ABSTRACT

From the time of Literary Fat Ladies: Rhetoric, Gender, Politics (1987), I have been focusing on the ways in which what might appear to be purely rhetorical or linguistic structures or concerns are implicated in questions of gender, property and politics. In ‘Virile Style’ (published in Premodern Sexualities in 1996) I turned from the dilation or amplificatio associated with female bodies to the Roman and early modern tradition of the nervosus, sinewy or ‘virile’ style, contrasted in Quintilian to the cinaedus, effeminate or pathic male – a tradition reflected in Montaigne, in Jonson’s Discoveries and in the sinewy or ‘plain’ style of early modern science.
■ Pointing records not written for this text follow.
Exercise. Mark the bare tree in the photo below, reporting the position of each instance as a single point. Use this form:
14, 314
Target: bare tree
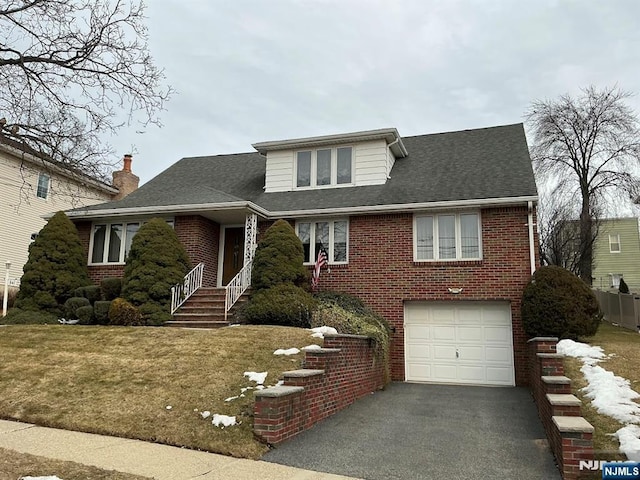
72, 71
589, 149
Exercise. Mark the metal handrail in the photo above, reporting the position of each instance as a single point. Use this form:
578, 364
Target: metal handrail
237, 287
180, 292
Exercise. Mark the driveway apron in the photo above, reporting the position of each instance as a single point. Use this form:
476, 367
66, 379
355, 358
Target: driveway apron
419, 431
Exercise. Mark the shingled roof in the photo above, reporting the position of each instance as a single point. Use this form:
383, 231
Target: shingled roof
470, 165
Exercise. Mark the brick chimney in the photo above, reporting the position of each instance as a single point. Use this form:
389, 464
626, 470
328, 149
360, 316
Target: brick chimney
124, 180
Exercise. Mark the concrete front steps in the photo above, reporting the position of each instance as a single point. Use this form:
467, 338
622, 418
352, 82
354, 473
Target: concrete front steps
205, 309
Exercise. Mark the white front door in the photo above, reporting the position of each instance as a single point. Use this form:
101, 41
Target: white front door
459, 343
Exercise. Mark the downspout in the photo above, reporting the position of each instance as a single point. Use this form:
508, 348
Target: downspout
532, 245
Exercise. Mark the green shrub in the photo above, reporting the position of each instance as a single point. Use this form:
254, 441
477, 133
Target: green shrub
623, 287
57, 265
101, 312
122, 312
72, 305
17, 316
85, 315
557, 303
349, 315
156, 262
279, 259
284, 304
111, 288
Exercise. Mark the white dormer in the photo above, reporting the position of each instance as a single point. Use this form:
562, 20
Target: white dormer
330, 161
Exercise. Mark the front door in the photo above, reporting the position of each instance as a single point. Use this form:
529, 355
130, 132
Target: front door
233, 257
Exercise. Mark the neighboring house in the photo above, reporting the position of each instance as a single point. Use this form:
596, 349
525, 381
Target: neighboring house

My current work in progress is focused on the geopolitics of ‘Asiatic’ style, both as it appears in contrast to ‘Attic’ style in Roman writing and as it figures in early modern descriptions of ‘the Stile ‘a the big Turkes’ (Dekker, Satiromastix), an updating of ‘Asiatic’ style to representations of the Ottoman Turk as the new power of the East. This is in turn part of a larger project that will include not only the ways in which grammar, rhetoric, sexuality and gender are interrelated in the period, but also the association of ‘inkhorn’ terms with blackface and the implications of apparently merely verbal or rhetorical forms for the study of early modern racial and religious interconnections. This chapter, which looks at the ways in which Hebrew and Arabic numbers, as well as witchcraft and sodomy, were implicated in what was understood as spelling ‘backwards’, is part of this new work.